Ao tomar posse na Academia, em solenidade realizada no recinto que lhe foi familiar da Assembléia Legislativa, o Leo intelectual, autor de livros de análise da história contemporânea e de artigos regulares sobre a economia e a política brasileiras se reaproximou simbolicamente do Leo político, com forte atuação parlamentar, polêmica e afirmativa, mas que preservou em toda sua vida um elemento fundamental da polis reconhecido até por seus adversários: a capacidade de discordar sem agredir, e de conviver com antagonismos e antagonistas de maneira civilizada, de não recorrer a baixarias para obter ganhos eleitorais. Não é pouco em um país em que, como dizia Nelson Rodrigues, se vaia até minuto de silêncio.

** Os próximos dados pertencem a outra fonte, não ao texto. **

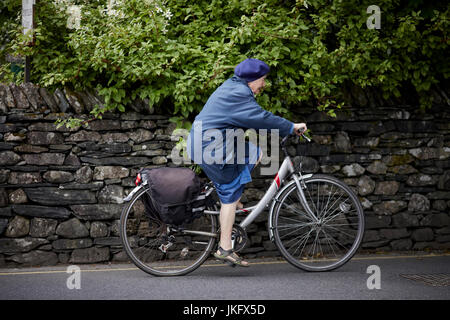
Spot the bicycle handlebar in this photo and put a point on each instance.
(283, 141)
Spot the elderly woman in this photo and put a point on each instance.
(233, 106)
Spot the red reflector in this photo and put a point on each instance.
(138, 180)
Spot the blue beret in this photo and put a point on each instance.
(251, 69)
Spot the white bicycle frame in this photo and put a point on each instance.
(270, 197)
(272, 194)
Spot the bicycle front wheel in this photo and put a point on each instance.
(328, 242)
(162, 250)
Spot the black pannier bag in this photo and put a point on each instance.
(174, 196)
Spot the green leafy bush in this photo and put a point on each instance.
(173, 54)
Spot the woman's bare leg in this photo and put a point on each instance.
(227, 215)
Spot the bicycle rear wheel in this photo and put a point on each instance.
(325, 244)
(162, 250)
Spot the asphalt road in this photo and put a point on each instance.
(264, 280)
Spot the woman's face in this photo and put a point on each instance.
(257, 85)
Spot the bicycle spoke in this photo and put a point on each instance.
(309, 244)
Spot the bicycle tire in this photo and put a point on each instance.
(135, 231)
(296, 227)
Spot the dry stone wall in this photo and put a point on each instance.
(61, 189)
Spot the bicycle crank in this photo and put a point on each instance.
(238, 238)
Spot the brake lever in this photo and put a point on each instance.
(303, 135)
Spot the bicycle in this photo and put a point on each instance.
(316, 222)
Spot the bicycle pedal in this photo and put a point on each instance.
(231, 264)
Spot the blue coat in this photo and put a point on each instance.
(231, 106)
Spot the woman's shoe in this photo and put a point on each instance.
(230, 257)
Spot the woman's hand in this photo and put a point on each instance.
(299, 128)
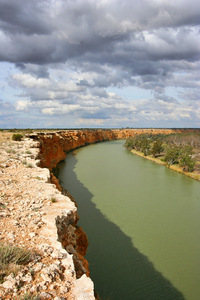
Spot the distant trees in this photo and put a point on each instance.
(175, 149)
(172, 155)
(157, 147)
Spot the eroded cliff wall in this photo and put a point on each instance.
(54, 146)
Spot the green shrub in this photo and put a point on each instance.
(17, 137)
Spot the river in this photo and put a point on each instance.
(142, 221)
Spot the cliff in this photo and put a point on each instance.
(54, 146)
(35, 214)
(37, 217)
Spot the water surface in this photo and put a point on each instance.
(142, 221)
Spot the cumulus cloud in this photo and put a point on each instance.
(70, 54)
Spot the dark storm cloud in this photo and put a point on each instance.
(24, 17)
(71, 55)
(42, 32)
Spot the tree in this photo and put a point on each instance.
(187, 163)
(172, 155)
(157, 147)
(186, 160)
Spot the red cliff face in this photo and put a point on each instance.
(54, 146)
(53, 149)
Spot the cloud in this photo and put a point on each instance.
(69, 55)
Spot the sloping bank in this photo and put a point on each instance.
(53, 148)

O fato da posse ter ocorrido no Plenário da Assembléia, uma idéia do acadêmico René Dotti que foi acolhida com simpatia e entusiasmo pelo presidente da Casa, deputado Hermas Brandão, governador em exercício do estado, restabeleceu também uma vinculação entre a esfera política e o processo de construção nacional dos últimos setenta anos da qual a instituição política nacional parecia cada vez mais distante. Quem estuda a história recente do Paraná e do Brasil não pode deixar de constatar, não sem melancolia, que parece que as instituições políticas e a sociedade estão em crescente descompasso, como se fossem dois vizinhos que não se falam. Uma breve pesquisa retrospectiva dos setenta anos que nos separam do início do grande processo de modernização institucional no Brasil e de colonização no estado, ambos contemporâneos do empossado, permite relembrar momentos gloriosos: a ocupação territorial paranaense, a saga dos desbravadores do Norte, do Oeste e do Sudoeste transformando o que era floresta densa em um projeto viável de sociedade em menos de três gerações, a luta de Bento Munhoz da Rocha e das lideranças mais esclarecidas para restaurar a integridade territorial paranaense mutilada pelo Território do Iguaçu, o ocaso das velhas lideranças regionais, o surgimento do neysmo e das novas forças políticas, o truncamento, pela morte de Souza Naves, da ascensão trabalhista. Permite ainda relembrar o papel fundamental cumprido pelo aparelho estatal brasileiro para transformar uma sociedade agrária em uma grande economia industrial de massa, o que fez em menos de cinqüenta anos. Em todos esses episódios, a presença do parlamento como caixa de ressonância da sociedade que se formava.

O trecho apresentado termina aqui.